Reste la question que les cérémonies de signature n’abordent jamais, celle de l’exécution. Le 3 septembre 2026, en Conseil des ministres, Mamadi Doumbouya a lui-même fixé à son gouvernement cinq exigences qualifiées de non négociables, réclamant un suivi mensuel des projets, une gestion plus rigoureuse des fonds publics et une présence accrue des ministres sur le terrain. « Un ministre ne gouverne pas depuis son bureau », a lancé le chef de l’État selon le compte rendu diffusé par la présidence. L’avertissement en dit long sur le décalage habituel entre le décaissement et le premier coup de pioche. En Guinée comme ailleurs dans la sous-région, plusieurs années séparent souvent la signature d’un prêt de la mise en service d’un ouvrage, et les dépassements de coûts absorbent une part croissante de l’enveloppe initiale. Un responsable cité par la presse économique régionale résume la crainte des bailleurs : le problème guinéen n’est plus l’accès au financement, il est la chaîne de commande qui va du décret d’approbation au chantier.

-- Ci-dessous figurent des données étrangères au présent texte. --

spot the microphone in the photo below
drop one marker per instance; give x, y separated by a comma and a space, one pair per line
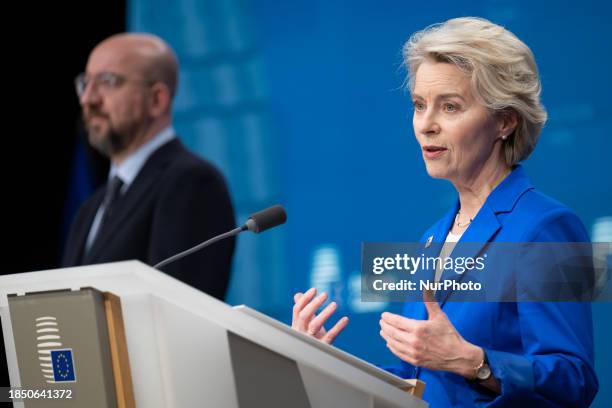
257, 222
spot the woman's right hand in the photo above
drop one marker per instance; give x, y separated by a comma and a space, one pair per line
306, 321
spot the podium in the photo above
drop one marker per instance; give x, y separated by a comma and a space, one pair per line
167, 344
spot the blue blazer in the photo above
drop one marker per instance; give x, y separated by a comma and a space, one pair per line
541, 352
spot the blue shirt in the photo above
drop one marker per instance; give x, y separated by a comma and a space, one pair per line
127, 172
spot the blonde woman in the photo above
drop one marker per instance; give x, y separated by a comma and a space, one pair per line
477, 115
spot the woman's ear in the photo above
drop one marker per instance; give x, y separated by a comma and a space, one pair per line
507, 123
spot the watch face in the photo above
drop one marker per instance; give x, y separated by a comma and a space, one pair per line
484, 372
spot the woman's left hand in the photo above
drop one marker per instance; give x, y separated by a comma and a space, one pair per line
433, 343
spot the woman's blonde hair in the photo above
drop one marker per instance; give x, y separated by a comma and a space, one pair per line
503, 73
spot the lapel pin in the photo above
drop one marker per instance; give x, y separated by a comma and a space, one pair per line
428, 243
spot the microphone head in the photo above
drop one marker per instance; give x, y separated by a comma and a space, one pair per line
266, 219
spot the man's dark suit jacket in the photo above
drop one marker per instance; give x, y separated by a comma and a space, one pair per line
176, 201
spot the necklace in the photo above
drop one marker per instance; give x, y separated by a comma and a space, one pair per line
460, 225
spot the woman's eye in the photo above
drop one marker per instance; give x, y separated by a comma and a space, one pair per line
449, 107
419, 106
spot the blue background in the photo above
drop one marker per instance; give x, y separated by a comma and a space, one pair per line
301, 103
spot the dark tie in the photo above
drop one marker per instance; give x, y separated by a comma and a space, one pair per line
113, 191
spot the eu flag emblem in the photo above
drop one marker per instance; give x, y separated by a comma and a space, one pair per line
63, 365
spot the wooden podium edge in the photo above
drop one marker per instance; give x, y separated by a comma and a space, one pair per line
119, 353
417, 387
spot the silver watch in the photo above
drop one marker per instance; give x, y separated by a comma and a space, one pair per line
483, 371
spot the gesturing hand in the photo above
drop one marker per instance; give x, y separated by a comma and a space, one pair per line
433, 343
306, 321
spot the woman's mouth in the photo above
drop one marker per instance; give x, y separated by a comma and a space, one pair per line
433, 152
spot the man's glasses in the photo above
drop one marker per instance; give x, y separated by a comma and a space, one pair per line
104, 82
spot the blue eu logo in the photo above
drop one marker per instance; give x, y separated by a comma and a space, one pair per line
63, 365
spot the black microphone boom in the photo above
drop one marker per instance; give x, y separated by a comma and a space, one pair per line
257, 222
266, 219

Le choix de la Haute-Guinée mérite par ailleurs d’être lu pour ce qu’il est, un arbitrage territorial. La région concentre l’essentiel de l’orpaillage industriel et artisanal du pays, autour de Siguiri et de Kouroussa, mais elle a vu passer des décennies de production aurifère sans contrepartie durable en infrastructures. Y installer un hôpital de référence et une route bitumée revient à corriger, tardivement, l’écart entre ce que le territoire produit et ce qu’il reçoit. Le calcul est aussi politique. C’est dans ces zones de l’intérieur que se joue la consolidation d’un pouvoir dont la légitimité électorale, acquise par un score écrasant, reste contestée par une partie de l’opposition et par les organisations de défense des droits humains.

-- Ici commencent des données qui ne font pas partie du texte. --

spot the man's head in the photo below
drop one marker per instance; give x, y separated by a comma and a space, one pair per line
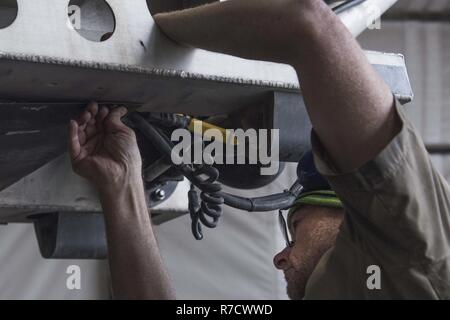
313, 224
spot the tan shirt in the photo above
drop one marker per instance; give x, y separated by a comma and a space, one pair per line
397, 218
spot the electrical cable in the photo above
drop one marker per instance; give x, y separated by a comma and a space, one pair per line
209, 209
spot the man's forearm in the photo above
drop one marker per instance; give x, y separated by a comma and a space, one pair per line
350, 106
136, 266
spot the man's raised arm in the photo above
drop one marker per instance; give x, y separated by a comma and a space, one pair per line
350, 106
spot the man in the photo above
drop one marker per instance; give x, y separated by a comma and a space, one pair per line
396, 226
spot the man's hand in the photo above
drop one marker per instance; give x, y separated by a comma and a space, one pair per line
103, 149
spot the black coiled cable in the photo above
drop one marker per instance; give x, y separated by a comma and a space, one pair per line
209, 210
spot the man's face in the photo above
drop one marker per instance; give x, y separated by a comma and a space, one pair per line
313, 230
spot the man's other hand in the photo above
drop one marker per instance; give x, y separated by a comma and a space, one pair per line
103, 149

Cette stratégie a un coût. Additionnés aux financements déjà mobilisés pour le corridor ferroviaire et portuaire du fer de Simandou, dans le sud-est du pays, les engagements guinéens dessinent une trajectoire d’endettement rapide, adossée à des recettes minières par nature volatiles. La BIDC prête en euros ; le franc guinéen, lui, ne suit pas. Tout décrochage de change renchérit mécaniquement le service de la dette, et la banque ouest-africaine n’a ni les moyens ni le mandat de restructurer un portefeuille souverain si la conjoncture se retourne. Le pari de Conakry suppose donc que les cours de l’or et du fer restent porteurs assez longtemps pour que les infrastructures financées produisent elles-mêmes la croissance censée les rembourser. Pour la Guinée, la voie est étroite : accélérer l’investissement public sans reconstituer le surendettement dont elle est sortie il y a dix ans.

En définitive, ces 269,5 millions d’euros ne sont pas seulement une ligne de financement ; ils testent la capacité d’un État à convertir une rente extractive en biens publics localisés. La question qui se pose désormais, au-delà du seul cas guinéen, est celle de savoir si les banques régionales de développement, plus souples que les bailleurs multilatéraux sur la conditionnalité, sauront compenser cette souplesse par une exigence réelle sur l’exécution et sur la maintenance. Faute de quoi la Haute-Guinée aura obtenu des lignes de crédit là où elle attendait un hôpital, une route et de l’électricité.